According to UBS projections, the legislation could drive a 3% increase in personal consumption expenditures (PCE) between 2025 and 2028. This estimate is roughly in line with the bank's base forecast of 2.8% for this year but lags behind the 4.3% growth recorded in the first quarter of 2025.

Using the Penn Wharton Budget Model and data from the Bipartisan Policy Center, UBS finds that an increase in consumer spending "should see a tailwind from new and expanded individual tax provisions." However, this will be offset by projected cuts to federal aid and student loans totaling $520 billion from 2025 to 2028. Analysts note that much of the outcome will hinge on income levels.

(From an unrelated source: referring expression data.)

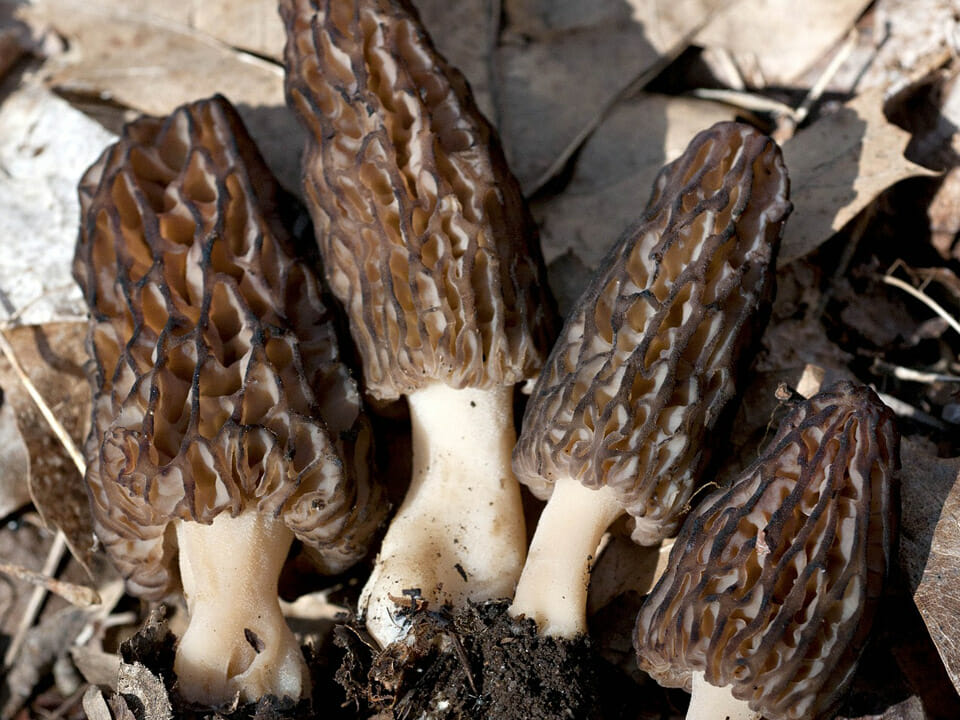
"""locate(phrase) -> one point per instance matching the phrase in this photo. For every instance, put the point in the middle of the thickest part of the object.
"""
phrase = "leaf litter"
(591, 99)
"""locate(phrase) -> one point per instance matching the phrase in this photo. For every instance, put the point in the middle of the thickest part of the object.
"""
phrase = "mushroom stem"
(459, 535)
(237, 640)
(553, 587)
(709, 702)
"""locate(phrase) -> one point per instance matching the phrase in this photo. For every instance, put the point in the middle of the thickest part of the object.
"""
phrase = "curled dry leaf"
(928, 547)
(756, 28)
(45, 145)
(615, 166)
(560, 66)
(838, 165)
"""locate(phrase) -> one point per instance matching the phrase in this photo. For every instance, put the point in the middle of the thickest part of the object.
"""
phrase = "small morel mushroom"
(645, 364)
(224, 424)
(773, 582)
(427, 242)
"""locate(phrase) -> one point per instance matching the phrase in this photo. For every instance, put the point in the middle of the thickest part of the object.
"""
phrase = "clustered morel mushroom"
(645, 364)
(773, 582)
(224, 424)
(427, 242)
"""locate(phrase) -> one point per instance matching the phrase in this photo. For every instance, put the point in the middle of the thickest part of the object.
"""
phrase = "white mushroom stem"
(459, 534)
(709, 702)
(553, 587)
(237, 640)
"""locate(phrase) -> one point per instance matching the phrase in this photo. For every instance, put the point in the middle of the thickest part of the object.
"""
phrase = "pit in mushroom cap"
(646, 362)
(221, 410)
(773, 582)
(428, 244)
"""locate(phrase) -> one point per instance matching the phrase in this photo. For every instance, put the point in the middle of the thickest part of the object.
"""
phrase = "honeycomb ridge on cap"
(648, 358)
(424, 232)
(217, 383)
(773, 582)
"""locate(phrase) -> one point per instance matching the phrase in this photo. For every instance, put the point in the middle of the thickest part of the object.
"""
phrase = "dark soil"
(481, 663)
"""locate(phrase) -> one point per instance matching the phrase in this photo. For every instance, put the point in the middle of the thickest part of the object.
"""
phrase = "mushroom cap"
(217, 384)
(648, 357)
(424, 232)
(773, 582)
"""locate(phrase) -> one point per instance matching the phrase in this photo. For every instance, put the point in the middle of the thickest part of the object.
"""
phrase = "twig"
(924, 298)
(909, 374)
(907, 410)
(745, 101)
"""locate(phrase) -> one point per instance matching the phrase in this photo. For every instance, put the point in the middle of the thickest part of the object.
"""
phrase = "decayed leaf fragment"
(646, 362)
(151, 65)
(928, 546)
(782, 50)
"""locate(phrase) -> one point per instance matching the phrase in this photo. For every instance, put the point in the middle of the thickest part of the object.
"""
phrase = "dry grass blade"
(78, 595)
(59, 547)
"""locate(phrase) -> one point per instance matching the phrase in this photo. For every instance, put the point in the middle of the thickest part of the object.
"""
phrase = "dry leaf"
(251, 25)
(930, 536)
(14, 462)
(154, 67)
(614, 173)
(837, 166)
(96, 666)
(465, 33)
(45, 145)
(53, 356)
(783, 37)
(560, 65)
(43, 645)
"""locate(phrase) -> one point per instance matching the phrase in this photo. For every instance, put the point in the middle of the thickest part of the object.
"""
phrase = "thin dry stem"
(59, 547)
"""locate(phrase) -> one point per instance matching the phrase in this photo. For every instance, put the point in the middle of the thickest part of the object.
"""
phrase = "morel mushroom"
(645, 364)
(221, 410)
(428, 243)
(773, 582)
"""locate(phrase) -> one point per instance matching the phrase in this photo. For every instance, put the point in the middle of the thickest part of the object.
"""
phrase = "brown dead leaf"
(911, 38)
(14, 463)
(43, 645)
(837, 166)
(761, 30)
(930, 536)
(154, 66)
(561, 65)
(53, 356)
(614, 173)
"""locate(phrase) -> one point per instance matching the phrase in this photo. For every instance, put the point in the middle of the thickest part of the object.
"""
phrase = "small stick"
(907, 410)
(72, 450)
(924, 298)
(909, 374)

Lower-income consumers may face a "net headwind," while "middle-income consumers… should benefit" from expanded credits and deductions. "Higher income consumers would likely benefit" from estate tax and pass-through income provisions, UBS stated.

"Households in the bottom quintile income group would see a -5.7% median reduction in after-tax and after-transfer income," while "the top income quintile… could see a median 2.1% increase," the firm estimates. 

Based on these findings, UBS concludes, "the benefits to high-earners might outweigh the headwinds of lower-income consumers in terms of aggregate spending impact." After all, "the top 10% of households are driving nearly ~50% of total personal spending."